The first thing you need is a list of the situations that you feel anxious. There should be a variety of things but aim for ten different ones.

Assign a number to each trigger as a level of difficult For example, 1 is barely any anxiety and 10 is unbearable.


2. Plan a place for each trigger

Once you have your list, you can then start planning where you can challenge yourself. For example, if you have a problem with lifts, plan going to a shopping centre. If you have a problem with quiet places, plan going down to your local library.

Plan when you want to challenge yourself so that you give yourself plenty of time and also plan who you will go with.
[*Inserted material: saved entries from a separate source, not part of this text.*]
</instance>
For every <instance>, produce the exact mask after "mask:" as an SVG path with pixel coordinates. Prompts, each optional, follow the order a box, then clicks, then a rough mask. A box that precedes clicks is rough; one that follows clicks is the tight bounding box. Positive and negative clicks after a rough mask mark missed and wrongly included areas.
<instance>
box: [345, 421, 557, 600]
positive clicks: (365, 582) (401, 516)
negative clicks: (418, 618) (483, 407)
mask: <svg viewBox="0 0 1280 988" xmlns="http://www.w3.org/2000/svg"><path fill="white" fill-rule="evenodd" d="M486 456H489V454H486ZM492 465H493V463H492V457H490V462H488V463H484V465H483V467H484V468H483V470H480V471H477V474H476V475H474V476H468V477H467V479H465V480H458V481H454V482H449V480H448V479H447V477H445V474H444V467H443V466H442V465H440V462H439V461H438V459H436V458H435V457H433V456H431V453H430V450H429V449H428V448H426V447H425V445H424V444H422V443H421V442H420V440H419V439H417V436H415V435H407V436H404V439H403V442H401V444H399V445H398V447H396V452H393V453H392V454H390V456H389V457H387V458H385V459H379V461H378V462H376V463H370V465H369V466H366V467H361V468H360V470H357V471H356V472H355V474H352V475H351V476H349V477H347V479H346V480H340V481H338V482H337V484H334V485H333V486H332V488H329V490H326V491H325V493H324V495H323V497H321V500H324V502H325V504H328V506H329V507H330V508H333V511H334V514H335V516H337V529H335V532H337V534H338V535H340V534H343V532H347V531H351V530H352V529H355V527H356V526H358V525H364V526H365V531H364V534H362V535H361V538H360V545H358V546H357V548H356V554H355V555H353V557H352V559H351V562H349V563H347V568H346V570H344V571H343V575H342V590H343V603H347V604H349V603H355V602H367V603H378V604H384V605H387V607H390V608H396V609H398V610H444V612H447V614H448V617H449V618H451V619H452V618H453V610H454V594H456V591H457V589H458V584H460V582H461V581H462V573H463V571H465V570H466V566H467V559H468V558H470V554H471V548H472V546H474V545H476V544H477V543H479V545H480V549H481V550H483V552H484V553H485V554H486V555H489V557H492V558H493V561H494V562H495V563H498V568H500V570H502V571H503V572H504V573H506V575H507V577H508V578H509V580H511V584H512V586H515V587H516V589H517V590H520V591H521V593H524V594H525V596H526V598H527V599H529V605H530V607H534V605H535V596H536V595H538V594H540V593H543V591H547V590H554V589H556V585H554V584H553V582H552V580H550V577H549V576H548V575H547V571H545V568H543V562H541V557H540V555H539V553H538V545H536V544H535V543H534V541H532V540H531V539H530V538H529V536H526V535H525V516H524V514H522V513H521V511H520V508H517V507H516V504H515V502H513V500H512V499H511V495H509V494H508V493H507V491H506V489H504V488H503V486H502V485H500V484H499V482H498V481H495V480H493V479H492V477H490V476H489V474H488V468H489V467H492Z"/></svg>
It’s important to have support so aim to have someone with you or at least accompany you to and from the triggering place.


3. Work your way through each trigger

Start with the lowest trigger on the scale. Go to the place and challenge yourself. If we go back to the lift example, you go to the shopping centre and you set foot in a lift. Perhaps you manage to go up one floor before getting out. That is challenging your trigger.


4. Rewards

Once you complete the challenge you have set yourself, reward yourself. I used to go to the bookshop every time I managed to stay in a triggering situation. Find something fun or relaxing and do that. It could be something as simple as watching your favourite film.

Rewards are an important part as it retrains your brain to view the situation as positive rather than threatening. Something good came from it in the end rather than something bad.


5. Repeat

If you felt anxious in the lift, repeat that trigger until you don’t feel anxious anymore in that situation. Once you’ve achieved that, move on to the next one. Keeping repeating the challenge and reward cycle until you are no longer anxious in that situation.

It’s important to take your time and not skip a step as you risk overwhelming yourself and losing the progress you have made so far.


6. Record Findings

It’s worth writing down what happens every time you challenge a triggering situation and how you felt throughout it. That’ll provide you with a kind of journal that will show all of your progress and also help you tackle any future anxiety challenges you may face.


This is just a brief look at how to come up with exposure plans. There is plenty of information about them generally but hopefully this condensed version will offer you more of a ‘how-to’ approach rather than a lecture.